Medication Isn’t Effective
Prescriptions are only effective when they’re up-to-date. As stated above, it’s important to see a doctor regularly to make sure you’re on the right medication at the right dose. Mental health conditions can worsen based on factors like stress, poor physical health and age. They can also arise quickly. In the months between doctor visits, symptoms could easily worsen to a point where the prescription isn’t helping enough. Individuals may decide there’s no point and quit taking them altogether.
Sometimes medication simply isn’t enough. In many cases, what’s needed more than a medication is therapy or inpatient treatment. Therapy works by guiding people toward changes in their thinking, behavior and lifestyle. However, it’s also expensive, and far more time consuming than getting to a pharmacy once a month.
It also takes a level of attention and investment that many homeless people just don’t have. Again, it comes down to priorities. When you sleep exposed to the elements every night, which is more important: making and saving money, or getting therapy?
What Makes Homeless People More Likely to Consistently Take Medication?

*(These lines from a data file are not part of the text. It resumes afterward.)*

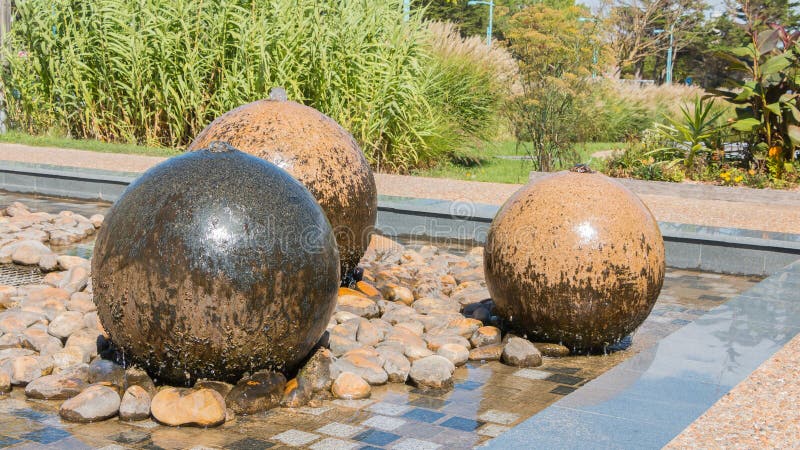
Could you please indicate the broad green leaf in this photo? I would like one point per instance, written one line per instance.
(793, 109)
(775, 65)
(775, 108)
(767, 41)
(746, 125)
(743, 51)
(794, 134)
(744, 95)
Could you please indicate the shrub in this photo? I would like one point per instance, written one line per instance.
(156, 72)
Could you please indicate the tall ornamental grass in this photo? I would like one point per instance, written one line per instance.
(156, 72)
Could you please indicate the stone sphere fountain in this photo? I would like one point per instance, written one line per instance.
(213, 264)
(574, 258)
(318, 152)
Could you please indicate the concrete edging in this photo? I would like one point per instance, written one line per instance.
(712, 249)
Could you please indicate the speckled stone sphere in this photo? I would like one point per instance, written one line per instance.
(574, 258)
(212, 264)
(319, 153)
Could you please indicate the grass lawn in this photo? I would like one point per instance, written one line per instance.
(498, 170)
(15, 137)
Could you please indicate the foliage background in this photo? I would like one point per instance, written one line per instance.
(155, 72)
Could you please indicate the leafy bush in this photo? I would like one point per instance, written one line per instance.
(690, 136)
(768, 102)
(156, 72)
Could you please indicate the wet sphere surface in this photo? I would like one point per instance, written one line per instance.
(214, 263)
(574, 258)
(319, 153)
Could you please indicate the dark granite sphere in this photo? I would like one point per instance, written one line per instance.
(574, 258)
(313, 148)
(212, 264)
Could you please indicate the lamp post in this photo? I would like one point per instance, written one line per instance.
(669, 50)
(490, 4)
(594, 45)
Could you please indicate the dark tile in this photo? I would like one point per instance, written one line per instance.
(564, 379)
(430, 392)
(130, 437)
(423, 415)
(563, 390)
(461, 423)
(249, 444)
(468, 385)
(376, 437)
(429, 402)
(46, 435)
(566, 370)
(6, 441)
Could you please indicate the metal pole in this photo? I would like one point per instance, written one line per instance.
(669, 57)
(489, 28)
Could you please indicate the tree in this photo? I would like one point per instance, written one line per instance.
(472, 20)
(554, 51)
(768, 101)
(637, 29)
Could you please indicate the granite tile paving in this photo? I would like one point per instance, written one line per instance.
(487, 400)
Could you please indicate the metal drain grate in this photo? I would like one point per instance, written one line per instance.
(14, 275)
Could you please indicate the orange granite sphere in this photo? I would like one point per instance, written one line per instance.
(316, 151)
(574, 258)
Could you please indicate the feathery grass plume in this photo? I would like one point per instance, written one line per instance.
(156, 72)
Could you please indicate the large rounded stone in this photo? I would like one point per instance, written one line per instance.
(574, 258)
(212, 264)
(319, 153)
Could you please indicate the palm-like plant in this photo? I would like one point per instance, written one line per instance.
(690, 135)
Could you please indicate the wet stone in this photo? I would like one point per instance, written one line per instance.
(369, 334)
(296, 394)
(221, 387)
(65, 324)
(521, 353)
(456, 354)
(358, 305)
(81, 302)
(135, 376)
(55, 387)
(395, 364)
(366, 365)
(316, 372)
(486, 353)
(340, 345)
(552, 350)
(103, 370)
(259, 392)
(349, 386)
(69, 356)
(434, 372)
(93, 404)
(5, 381)
(188, 407)
(135, 404)
(485, 336)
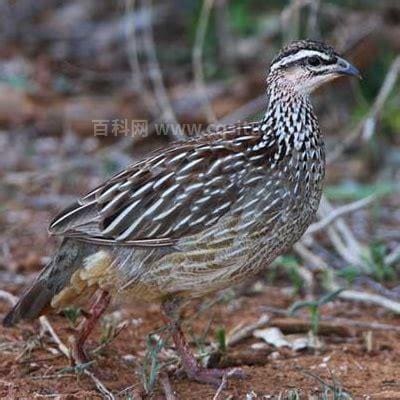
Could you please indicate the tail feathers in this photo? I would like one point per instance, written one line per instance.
(31, 305)
(53, 278)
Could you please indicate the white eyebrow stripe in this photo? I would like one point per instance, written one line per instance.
(298, 56)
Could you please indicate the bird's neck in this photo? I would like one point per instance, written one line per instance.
(289, 115)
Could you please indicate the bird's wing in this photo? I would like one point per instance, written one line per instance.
(173, 194)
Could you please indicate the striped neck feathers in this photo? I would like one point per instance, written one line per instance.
(289, 116)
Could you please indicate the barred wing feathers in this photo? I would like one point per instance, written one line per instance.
(175, 193)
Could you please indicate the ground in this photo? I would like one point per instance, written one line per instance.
(364, 366)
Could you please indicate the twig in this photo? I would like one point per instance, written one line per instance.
(341, 236)
(339, 321)
(156, 77)
(8, 297)
(166, 386)
(133, 59)
(45, 324)
(99, 385)
(241, 333)
(369, 119)
(339, 212)
(371, 299)
(392, 257)
(197, 59)
(314, 260)
(220, 388)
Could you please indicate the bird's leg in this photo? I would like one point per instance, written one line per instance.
(86, 326)
(190, 364)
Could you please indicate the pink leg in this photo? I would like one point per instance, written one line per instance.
(86, 326)
(190, 365)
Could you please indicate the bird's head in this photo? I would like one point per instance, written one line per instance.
(304, 65)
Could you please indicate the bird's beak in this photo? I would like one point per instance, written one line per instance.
(345, 68)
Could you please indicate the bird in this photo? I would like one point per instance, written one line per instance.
(199, 216)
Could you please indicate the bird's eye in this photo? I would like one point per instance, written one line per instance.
(314, 61)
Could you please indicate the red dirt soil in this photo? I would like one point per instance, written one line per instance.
(29, 370)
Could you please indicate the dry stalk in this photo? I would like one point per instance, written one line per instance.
(369, 120)
(44, 322)
(197, 59)
(157, 79)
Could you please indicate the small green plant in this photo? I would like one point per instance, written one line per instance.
(290, 265)
(72, 315)
(314, 308)
(375, 260)
(330, 391)
(221, 339)
(151, 365)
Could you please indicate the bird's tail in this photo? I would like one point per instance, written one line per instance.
(53, 278)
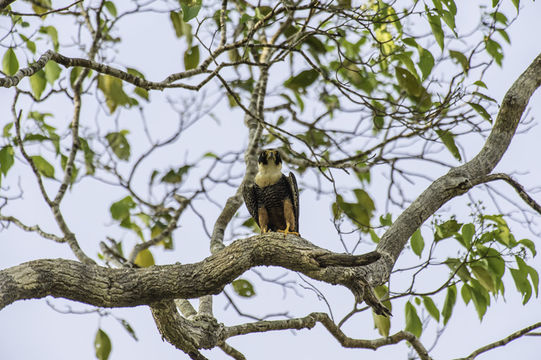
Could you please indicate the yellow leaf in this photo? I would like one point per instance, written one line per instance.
(144, 258)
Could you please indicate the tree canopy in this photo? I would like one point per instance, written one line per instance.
(381, 108)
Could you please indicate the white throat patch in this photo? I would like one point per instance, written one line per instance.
(268, 175)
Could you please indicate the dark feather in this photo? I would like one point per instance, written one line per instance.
(250, 199)
(294, 197)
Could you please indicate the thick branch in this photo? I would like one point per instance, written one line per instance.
(503, 341)
(308, 322)
(517, 186)
(105, 287)
(460, 179)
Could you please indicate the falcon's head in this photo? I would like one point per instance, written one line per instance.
(269, 166)
(270, 157)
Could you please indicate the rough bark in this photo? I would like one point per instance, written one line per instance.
(107, 287)
(125, 287)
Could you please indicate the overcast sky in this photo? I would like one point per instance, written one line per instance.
(32, 330)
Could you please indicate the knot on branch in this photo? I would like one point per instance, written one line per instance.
(363, 292)
(347, 260)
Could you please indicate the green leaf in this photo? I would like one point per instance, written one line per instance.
(495, 50)
(126, 325)
(52, 72)
(111, 8)
(435, 25)
(113, 92)
(466, 293)
(446, 229)
(175, 177)
(480, 84)
(450, 300)
(468, 230)
(534, 277)
(30, 45)
(382, 323)
(484, 277)
(457, 266)
(405, 59)
(53, 34)
(520, 277)
(10, 64)
(119, 144)
(6, 159)
(176, 20)
(88, 155)
(102, 345)
(426, 62)
(496, 265)
(120, 210)
(6, 130)
(190, 8)
(375, 238)
(167, 241)
(516, 3)
(142, 93)
(191, 58)
(417, 242)
(38, 83)
(529, 244)
(302, 80)
(43, 166)
(448, 139)
(431, 307)
(479, 297)
(144, 258)
(408, 82)
(481, 111)
(413, 323)
(243, 288)
(386, 220)
(460, 59)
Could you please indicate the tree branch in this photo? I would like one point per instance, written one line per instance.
(308, 322)
(503, 341)
(516, 185)
(460, 179)
(105, 287)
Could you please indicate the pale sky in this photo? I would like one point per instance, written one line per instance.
(31, 329)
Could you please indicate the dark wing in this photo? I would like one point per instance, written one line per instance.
(250, 199)
(294, 197)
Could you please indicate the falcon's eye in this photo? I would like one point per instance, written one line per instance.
(277, 158)
(262, 157)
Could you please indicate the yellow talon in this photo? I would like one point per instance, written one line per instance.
(286, 231)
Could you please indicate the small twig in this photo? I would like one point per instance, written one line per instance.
(503, 341)
(45, 13)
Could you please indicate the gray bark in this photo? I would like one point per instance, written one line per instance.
(159, 285)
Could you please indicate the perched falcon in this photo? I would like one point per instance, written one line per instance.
(273, 201)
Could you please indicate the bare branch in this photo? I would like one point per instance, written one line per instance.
(503, 341)
(308, 322)
(516, 185)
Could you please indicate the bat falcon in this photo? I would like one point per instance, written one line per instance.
(273, 200)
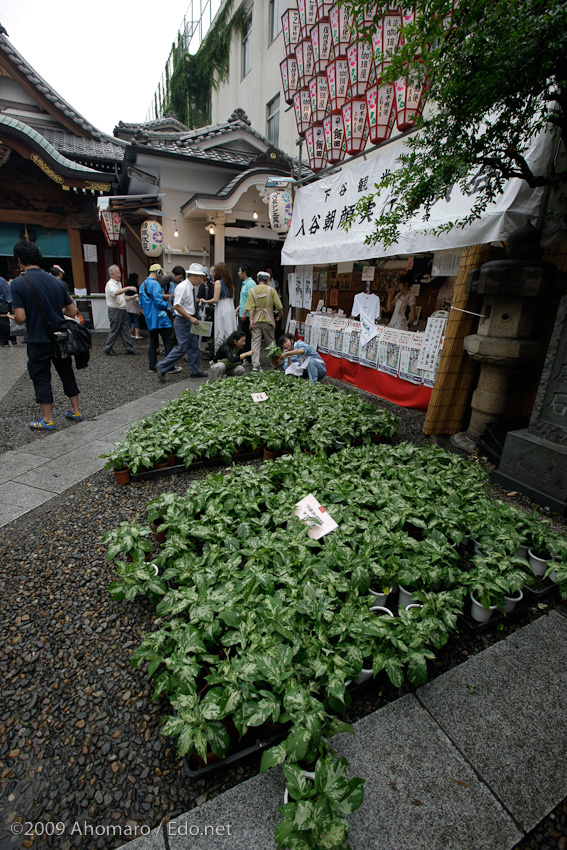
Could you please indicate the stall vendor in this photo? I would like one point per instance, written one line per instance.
(302, 358)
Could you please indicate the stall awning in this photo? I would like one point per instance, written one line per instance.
(316, 235)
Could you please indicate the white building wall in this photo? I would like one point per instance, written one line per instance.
(262, 83)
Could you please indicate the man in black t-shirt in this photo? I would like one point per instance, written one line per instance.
(55, 300)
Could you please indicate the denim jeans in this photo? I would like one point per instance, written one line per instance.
(187, 343)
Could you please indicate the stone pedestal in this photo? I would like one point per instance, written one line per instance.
(534, 460)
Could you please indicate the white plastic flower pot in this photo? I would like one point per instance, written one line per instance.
(538, 565)
(479, 612)
(512, 601)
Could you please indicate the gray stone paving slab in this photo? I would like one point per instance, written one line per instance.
(413, 796)
(243, 818)
(22, 496)
(9, 513)
(17, 462)
(506, 710)
(61, 473)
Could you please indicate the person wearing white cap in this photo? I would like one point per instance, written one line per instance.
(155, 308)
(264, 305)
(184, 306)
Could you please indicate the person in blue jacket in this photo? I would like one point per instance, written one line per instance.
(304, 360)
(155, 308)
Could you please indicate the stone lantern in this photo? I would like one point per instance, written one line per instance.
(503, 341)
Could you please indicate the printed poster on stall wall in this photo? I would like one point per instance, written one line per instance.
(307, 287)
(369, 352)
(409, 354)
(389, 352)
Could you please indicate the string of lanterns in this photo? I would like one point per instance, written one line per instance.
(333, 78)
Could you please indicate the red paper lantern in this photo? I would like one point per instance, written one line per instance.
(305, 63)
(315, 138)
(302, 108)
(409, 102)
(323, 9)
(319, 93)
(291, 31)
(386, 38)
(290, 78)
(338, 79)
(322, 42)
(307, 15)
(380, 111)
(334, 137)
(359, 58)
(355, 124)
(342, 28)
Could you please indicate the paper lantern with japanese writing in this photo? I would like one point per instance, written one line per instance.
(323, 8)
(291, 31)
(322, 45)
(315, 138)
(302, 109)
(380, 111)
(111, 222)
(305, 63)
(280, 208)
(386, 38)
(307, 15)
(409, 102)
(355, 124)
(342, 28)
(338, 80)
(360, 66)
(319, 93)
(334, 137)
(290, 78)
(151, 236)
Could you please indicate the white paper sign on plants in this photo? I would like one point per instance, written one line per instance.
(313, 514)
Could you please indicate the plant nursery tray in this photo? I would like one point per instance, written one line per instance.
(150, 474)
(249, 746)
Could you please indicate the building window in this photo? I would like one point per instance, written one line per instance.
(273, 120)
(247, 46)
(275, 22)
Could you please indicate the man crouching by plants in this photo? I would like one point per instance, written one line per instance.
(304, 360)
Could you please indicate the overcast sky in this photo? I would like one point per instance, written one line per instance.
(105, 59)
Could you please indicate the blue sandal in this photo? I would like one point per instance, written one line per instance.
(42, 425)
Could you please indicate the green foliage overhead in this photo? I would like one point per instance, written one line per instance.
(194, 76)
(497, 76)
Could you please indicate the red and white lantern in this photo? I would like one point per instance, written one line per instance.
(290, 78)
(409, 102)
(319, 93)
(334, 137)
(302, 108)
(305, 63)
(315, 138)
(111, 222)
(307, 15)
(342, 28)
(338, 79)
(355, 124)
(386, 38)
(360, 66)
(322, 42)
(380, 111)
(291, 31)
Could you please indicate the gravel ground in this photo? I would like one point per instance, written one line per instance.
(79, 734)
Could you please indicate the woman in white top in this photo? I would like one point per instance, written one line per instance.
(400, 303)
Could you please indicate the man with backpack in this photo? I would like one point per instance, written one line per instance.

There are a few factors which make people who are homeless more likely to take care of their mental health:
- Being over the age of 40
- Having a primary care doctor
- Not abusing alcohol
These points give us clues about who is most at-risk for having poorly managed mental health symptoms. While we should devote resources to mental health conditions among all homeless people, we should keep in mind the risk factors putting people in especially high danger. Those who are young, who drink, and who don’t often go to the doctor are people who need to be told their mental health matters.
There’s still a perception mental health takes a back seat to physical health. However, poor mental health takes a heavy toll on physical well-being. Mental health issues also come with their own dangers, like suicide and reckless, risk-taking behavior.
There are many programs out there to assist people with filling their medications, and with their mental health in general. Find out what programs are in your area and build awareness of them. Donate, if you can. Do all you can to de-stigmatize mental health – talk about it, normalize it. Don’t be afraid to ask your homeless neighbors how they’re feeling, instead of just how they’re doing. You never know who might feel better just to talk for a while.